Я вспоминаю, как несколько лет назад меня пригласили рассказать о смерти и умирании группе американцев, которые занимались практикой тибетского буддизма. Когда они говорили о возможностях загробных миров, можно было ощутить, как у всего коллектива напряглись животы. Страх и беспокойство наполнили помещение. Их приводил в содрогание «переход порога», поскольку они понимали «Тибетскую книгу мёртвых» и другие подобные тексты неполно. В помещении было душно от невежества и растерянности. Мне хотелось рассмеяться, но вместо этого я предположил, что если они верят в переселение душ, то вынуждены признать, что до этого много раз проходили через этот процесс, и на этот раз вышли из него достаточно неплохо, учитывая их интерес к ясности и состраданию. Я указал, что они обнаружили немало мудрости, усилившей импульс для поступательного развития, и что чем больше мы учимся проводить хорошо плохой день, тем лучше он станет.
Когда мы перестаём защищаться от жизни, каждый момент приобретает новую значимость. Мы начинаем дорожить своим бытием даже больше, чем своим становлением. Каждый момент памятования бесценен – это вечный миг, в котором нет иного.
Даже наши озарения, которые мы удерживаем для защиты, могут поработить нас.

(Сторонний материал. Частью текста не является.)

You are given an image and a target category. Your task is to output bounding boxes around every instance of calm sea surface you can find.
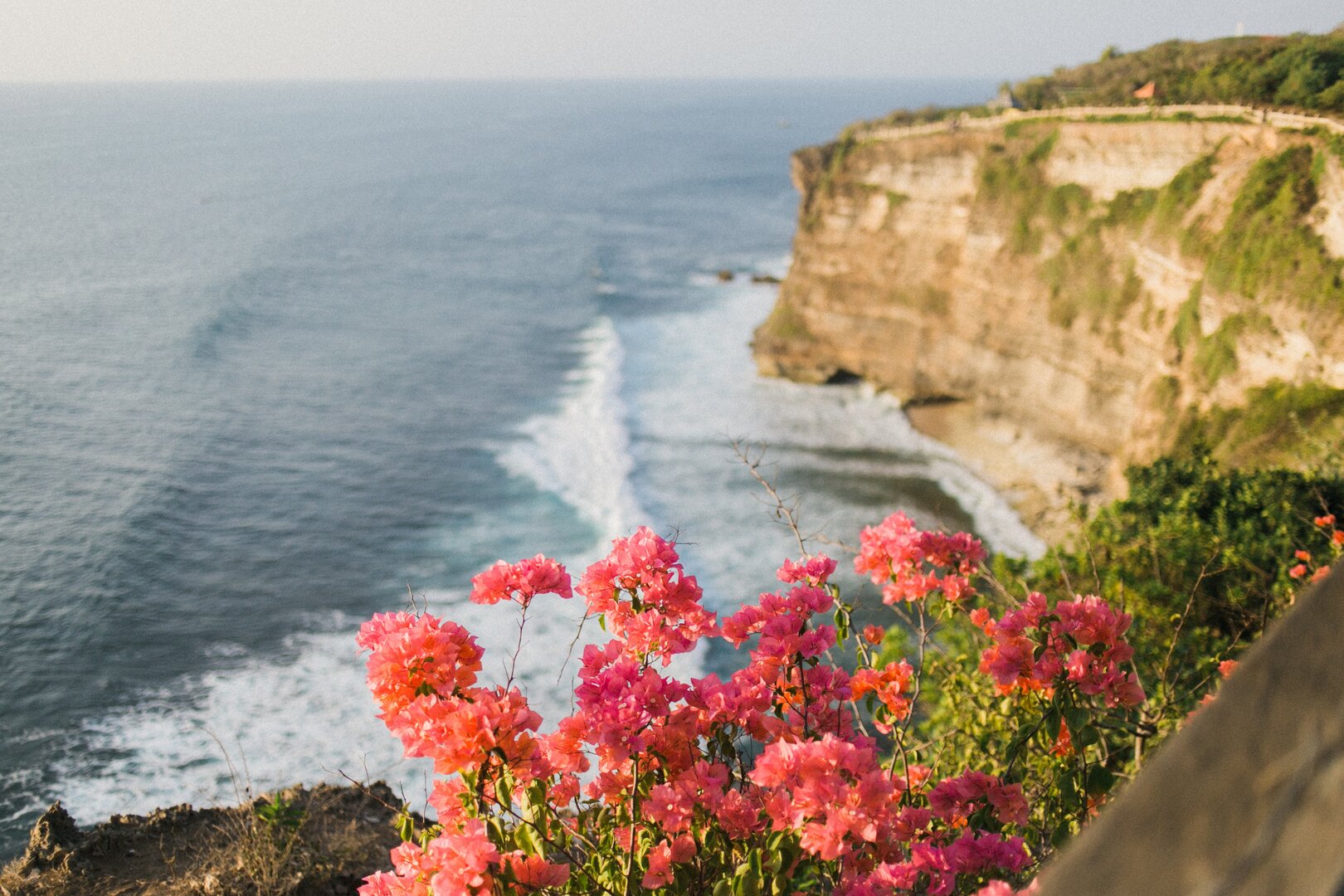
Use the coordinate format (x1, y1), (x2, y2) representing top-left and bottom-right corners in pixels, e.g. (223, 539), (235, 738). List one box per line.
(0, 82), (1035, 857)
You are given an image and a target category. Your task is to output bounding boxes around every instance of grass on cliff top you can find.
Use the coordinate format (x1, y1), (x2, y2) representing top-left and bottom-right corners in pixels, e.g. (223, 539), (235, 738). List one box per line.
(755, 297), (811, 340)
(849, 26), (1344, 133)
(1013, 27), (1344, 111)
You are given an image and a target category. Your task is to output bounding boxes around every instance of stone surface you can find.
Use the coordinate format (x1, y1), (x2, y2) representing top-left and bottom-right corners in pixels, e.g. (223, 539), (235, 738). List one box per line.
(1040, 568), (1344, 896)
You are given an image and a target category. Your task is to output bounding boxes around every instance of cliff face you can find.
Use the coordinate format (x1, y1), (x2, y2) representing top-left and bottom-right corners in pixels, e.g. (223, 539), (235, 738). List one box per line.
(754, 111), (1344, 533)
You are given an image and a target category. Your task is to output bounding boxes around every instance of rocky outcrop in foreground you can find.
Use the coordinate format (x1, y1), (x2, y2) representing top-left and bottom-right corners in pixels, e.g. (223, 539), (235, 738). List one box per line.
(0, 783), (401, 896)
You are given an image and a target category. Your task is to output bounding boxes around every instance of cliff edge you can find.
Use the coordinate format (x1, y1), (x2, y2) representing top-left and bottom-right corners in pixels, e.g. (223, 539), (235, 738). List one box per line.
(752, 106), (1344, 538)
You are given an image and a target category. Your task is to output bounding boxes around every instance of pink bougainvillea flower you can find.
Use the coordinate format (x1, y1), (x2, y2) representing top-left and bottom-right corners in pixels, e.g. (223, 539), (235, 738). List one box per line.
(469, 553), (574, 607)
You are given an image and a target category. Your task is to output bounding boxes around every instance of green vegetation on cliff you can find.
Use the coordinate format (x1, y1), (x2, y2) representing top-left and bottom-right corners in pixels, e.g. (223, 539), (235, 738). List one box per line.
(1013, 27), (1344, 111)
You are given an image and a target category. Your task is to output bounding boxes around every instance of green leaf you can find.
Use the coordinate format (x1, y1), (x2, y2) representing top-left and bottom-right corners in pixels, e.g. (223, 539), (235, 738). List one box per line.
(1084, 766), (1116, 796)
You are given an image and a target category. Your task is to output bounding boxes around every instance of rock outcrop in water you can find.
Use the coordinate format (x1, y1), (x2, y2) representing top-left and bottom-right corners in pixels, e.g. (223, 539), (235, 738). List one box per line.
(0, 783), (401, 896)
(752, 108), (1344, 534)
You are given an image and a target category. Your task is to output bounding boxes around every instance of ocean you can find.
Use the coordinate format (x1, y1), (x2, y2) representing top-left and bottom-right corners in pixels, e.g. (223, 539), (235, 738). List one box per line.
(0, 80), (1040, 855)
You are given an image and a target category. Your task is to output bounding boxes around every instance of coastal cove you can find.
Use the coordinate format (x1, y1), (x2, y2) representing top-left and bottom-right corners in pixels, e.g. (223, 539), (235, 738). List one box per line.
(0, 82), (1040, 855)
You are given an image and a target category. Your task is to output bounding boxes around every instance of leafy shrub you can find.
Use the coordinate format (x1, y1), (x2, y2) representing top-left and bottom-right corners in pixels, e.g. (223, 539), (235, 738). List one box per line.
(360, 451), (1344, 896)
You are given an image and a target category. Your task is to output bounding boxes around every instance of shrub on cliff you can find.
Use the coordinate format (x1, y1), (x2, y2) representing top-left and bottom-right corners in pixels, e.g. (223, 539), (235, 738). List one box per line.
(996, 443), (1344, 751)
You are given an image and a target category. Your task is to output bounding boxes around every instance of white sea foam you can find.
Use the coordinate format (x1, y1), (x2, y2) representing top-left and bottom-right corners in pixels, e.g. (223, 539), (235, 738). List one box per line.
(499, 322), (641, 544)
(625, 266), (1045, 556)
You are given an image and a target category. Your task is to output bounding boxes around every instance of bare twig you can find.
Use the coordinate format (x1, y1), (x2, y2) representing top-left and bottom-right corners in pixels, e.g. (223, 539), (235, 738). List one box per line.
(733, 439), (811, 560)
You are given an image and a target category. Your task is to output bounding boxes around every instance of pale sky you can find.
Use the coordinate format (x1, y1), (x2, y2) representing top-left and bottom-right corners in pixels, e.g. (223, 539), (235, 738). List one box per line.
(0, 0), (1344, 82)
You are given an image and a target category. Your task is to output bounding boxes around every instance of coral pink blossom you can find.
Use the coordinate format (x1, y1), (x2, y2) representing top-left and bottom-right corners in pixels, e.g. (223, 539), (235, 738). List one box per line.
(578, 527), (718, 665)
(504, 852), (570, 894)
(973, 592), (1144, 707)
(356, 612), (483, 724)
(854, 512), (985, 603)
(469, 553), (574, 607)
(776, 553), (836, 586)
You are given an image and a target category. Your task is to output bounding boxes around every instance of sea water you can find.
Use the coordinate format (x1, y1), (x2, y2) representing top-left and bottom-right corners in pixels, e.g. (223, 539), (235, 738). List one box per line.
(0, 82), (1039, 855)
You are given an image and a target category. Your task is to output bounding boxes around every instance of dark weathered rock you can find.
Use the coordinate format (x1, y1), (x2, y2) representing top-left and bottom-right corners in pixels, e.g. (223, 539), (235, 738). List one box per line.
(19, 801), (85, 874)
(1040, 570), (1344, 896)
(0, 783), (399, 896)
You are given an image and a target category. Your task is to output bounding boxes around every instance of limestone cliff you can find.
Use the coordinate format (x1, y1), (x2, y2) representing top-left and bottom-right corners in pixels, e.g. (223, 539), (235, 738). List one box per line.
(754, 110), (1344, 534)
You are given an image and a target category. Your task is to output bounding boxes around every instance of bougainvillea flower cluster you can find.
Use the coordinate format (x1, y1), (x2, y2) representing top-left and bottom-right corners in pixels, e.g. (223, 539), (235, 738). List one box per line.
(359, 514), (1144, 896)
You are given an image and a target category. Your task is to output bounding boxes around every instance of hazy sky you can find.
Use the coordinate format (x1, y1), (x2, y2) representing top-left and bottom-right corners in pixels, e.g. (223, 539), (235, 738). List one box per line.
(0, 0), (1344, 80)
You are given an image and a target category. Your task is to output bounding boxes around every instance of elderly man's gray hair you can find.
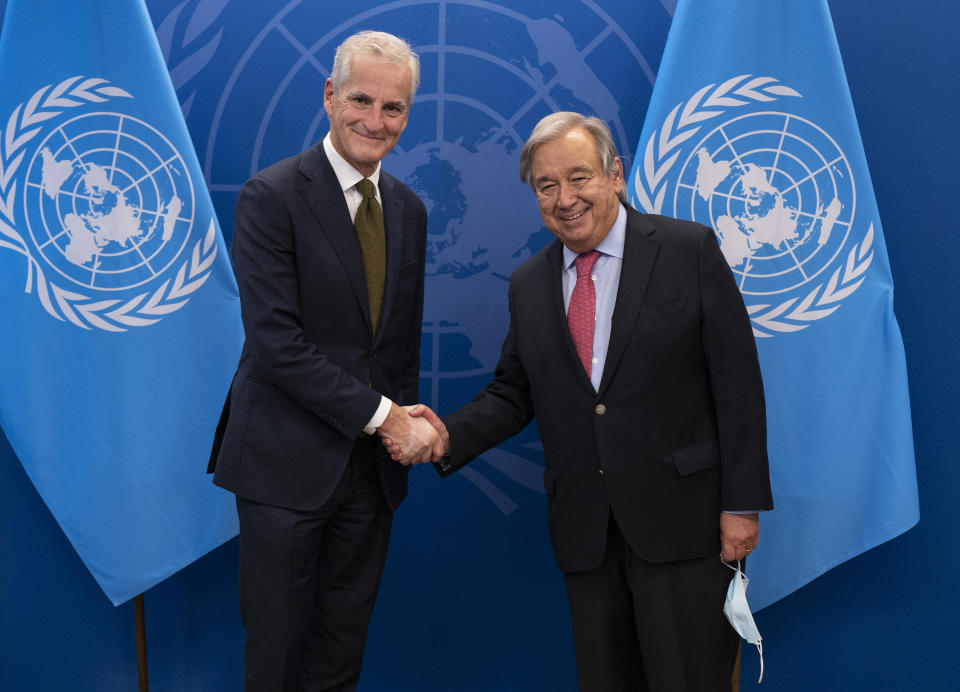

В сущности, даже просветление приводит к совершенству не личность, но только взгляд. Оно очищает глаза от пыли, но не меняет их цвета. После своего окончательного освобождения Будда сказал, что он сломал потолочную балку, что удерживала крышу его «дома», его обусловленности, его кармы, его представления о себе. Он разрушил причину страдания, что закрепощает ум и затемняет истину, и вечно пребывал в этом состоянии.